Micron-Nanometer Rare Earth Vanadate Phosphors By In-situ Construction Of Hybrid Precursors

In this paper, we put forward a novel optimized synthesis of rare earth vanadates through in-situ chemical precipitation reactions. Among rare earth coordination polymers with aromatic carboxylic acids was used as the precursors of rare earth oxide components, and polyethylene glycol (PEG) and ammonium vanadate (NH₄VO₃) were composed to assemble inorganic/organic hybrid polymeric dispersing media by an in-situ chemical co-precipitation process. After the heat-treatment of the resulting multicomponent hybrid precursors, the rare earth vanadate phosphors were achieved. Most of the particles exhibit good crystal morphology and the size of the particles is in the range of micrometer or sub-micrometer.The three-dimensional sizes of crystalline grain are rather thick to afford high power, it needs to refer that the crystalline powder and micrometer dimension for these powders with high strength would be very useful for the application to obtain high efficient phosphors because these micro crystalline materials can result in the high luminescent intensities which can avoid the traps formation of excess surface area for nanometer phosphors.Four series of luminescence materials have been successfully synthesized by assembling hybrid precursor co-precipitation technology, which are LnVO₄: RE (Ln = Y, Lu; RE =Eu³⁺, Dy³⁺, Sm³⁺, Er³⁺); Y_xGd_1-xVO₄:RE and LnP_xV_1-xO₄: RE (including Y_xGd_1-xVO₄:Eu³⁺, Y_xGd_1-xVO₄:Tm³⁺, YP_xV_1-xO₄: Dy³⁺, YP_XV_1-xO₄: Eu³⁺, GdP_xV_1-xO₄: Dy³⁺ LaP_xV_1-xO₄: Dy³⁺); alkali metals and alkaline-earth metals doped vanadate phosphors (Y_0.48Dy_0.02Li_1.5VO₄, M₃Ln(VO₄)₃:RE (M = Ca, Sr, Ba; Ln = Y, Gd; RE = Eu³⁺, Dy³⁺, Er³⁺) and Pb²⁺, Bi³⁺ sensitized rare earth vanadate luminescent materials (YVO₄: Pb²⁺, Bi_xY_1-xVO₄: Eu³⁺, Bi_xY_1-xVO₄:Dy³⁺, Bi_xY_1-xVO₄:Er³⁺ ). All the phosphors exhibit the characteristic fluorescence of rare earth ions and the systems doped with different concentration of rare earth ions appear the concentration quenching phenomenon.
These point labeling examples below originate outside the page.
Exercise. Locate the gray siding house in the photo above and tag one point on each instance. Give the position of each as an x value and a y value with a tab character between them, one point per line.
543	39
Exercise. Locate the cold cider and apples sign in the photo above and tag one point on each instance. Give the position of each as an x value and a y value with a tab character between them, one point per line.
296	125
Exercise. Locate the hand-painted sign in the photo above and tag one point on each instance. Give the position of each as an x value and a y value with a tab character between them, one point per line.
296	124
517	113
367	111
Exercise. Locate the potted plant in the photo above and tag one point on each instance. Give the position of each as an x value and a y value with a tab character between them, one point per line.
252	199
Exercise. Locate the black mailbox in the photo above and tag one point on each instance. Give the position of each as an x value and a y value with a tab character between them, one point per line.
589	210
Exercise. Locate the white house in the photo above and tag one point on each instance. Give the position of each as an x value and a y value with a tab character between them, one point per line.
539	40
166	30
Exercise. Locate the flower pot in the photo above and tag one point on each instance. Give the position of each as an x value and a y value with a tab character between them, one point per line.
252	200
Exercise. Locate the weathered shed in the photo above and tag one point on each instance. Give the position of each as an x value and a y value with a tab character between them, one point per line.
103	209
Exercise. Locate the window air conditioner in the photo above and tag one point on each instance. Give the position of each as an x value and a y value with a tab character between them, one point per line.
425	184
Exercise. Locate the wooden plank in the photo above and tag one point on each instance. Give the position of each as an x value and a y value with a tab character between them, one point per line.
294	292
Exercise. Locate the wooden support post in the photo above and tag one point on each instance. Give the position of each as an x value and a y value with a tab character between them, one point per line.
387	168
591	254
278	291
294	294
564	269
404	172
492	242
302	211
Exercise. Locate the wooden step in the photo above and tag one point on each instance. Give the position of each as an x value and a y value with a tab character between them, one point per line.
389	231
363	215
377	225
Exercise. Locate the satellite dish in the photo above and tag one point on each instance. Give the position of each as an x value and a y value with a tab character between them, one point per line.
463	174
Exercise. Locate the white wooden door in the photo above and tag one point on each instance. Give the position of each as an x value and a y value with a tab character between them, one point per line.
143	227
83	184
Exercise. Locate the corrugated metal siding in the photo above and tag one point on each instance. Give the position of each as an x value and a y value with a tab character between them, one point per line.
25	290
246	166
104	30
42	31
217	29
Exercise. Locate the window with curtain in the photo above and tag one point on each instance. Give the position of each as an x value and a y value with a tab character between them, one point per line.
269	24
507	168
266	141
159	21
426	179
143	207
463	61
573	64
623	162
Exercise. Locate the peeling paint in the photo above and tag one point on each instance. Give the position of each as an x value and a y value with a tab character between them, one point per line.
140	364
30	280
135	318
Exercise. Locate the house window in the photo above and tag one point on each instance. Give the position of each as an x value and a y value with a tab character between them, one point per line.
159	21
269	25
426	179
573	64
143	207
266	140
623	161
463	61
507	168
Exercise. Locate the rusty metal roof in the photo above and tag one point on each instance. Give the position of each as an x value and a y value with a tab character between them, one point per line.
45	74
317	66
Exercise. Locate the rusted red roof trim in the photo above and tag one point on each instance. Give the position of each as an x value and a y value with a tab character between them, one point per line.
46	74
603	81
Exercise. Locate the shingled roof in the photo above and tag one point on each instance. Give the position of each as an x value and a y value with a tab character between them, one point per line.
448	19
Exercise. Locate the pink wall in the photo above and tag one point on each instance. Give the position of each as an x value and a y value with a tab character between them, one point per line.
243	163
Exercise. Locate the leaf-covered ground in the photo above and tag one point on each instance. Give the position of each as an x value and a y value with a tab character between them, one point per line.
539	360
As for the system of LnP_xV_1-xO₄: Dy³⁺, we find that the intensity ration of yellow-to-blue (Y/B) of Dy³⁺ was significantly influenced by the x value, which is that with the x value increasing, the Y/B intensity ration decreased. Besides this, Pb²⁺ and Bi³⁺ are both excellent sensitizers in the system of rare earth vanadates and efficient energy transfer can appear from Pb²⁺, Bi³⁺ to rare earth ions.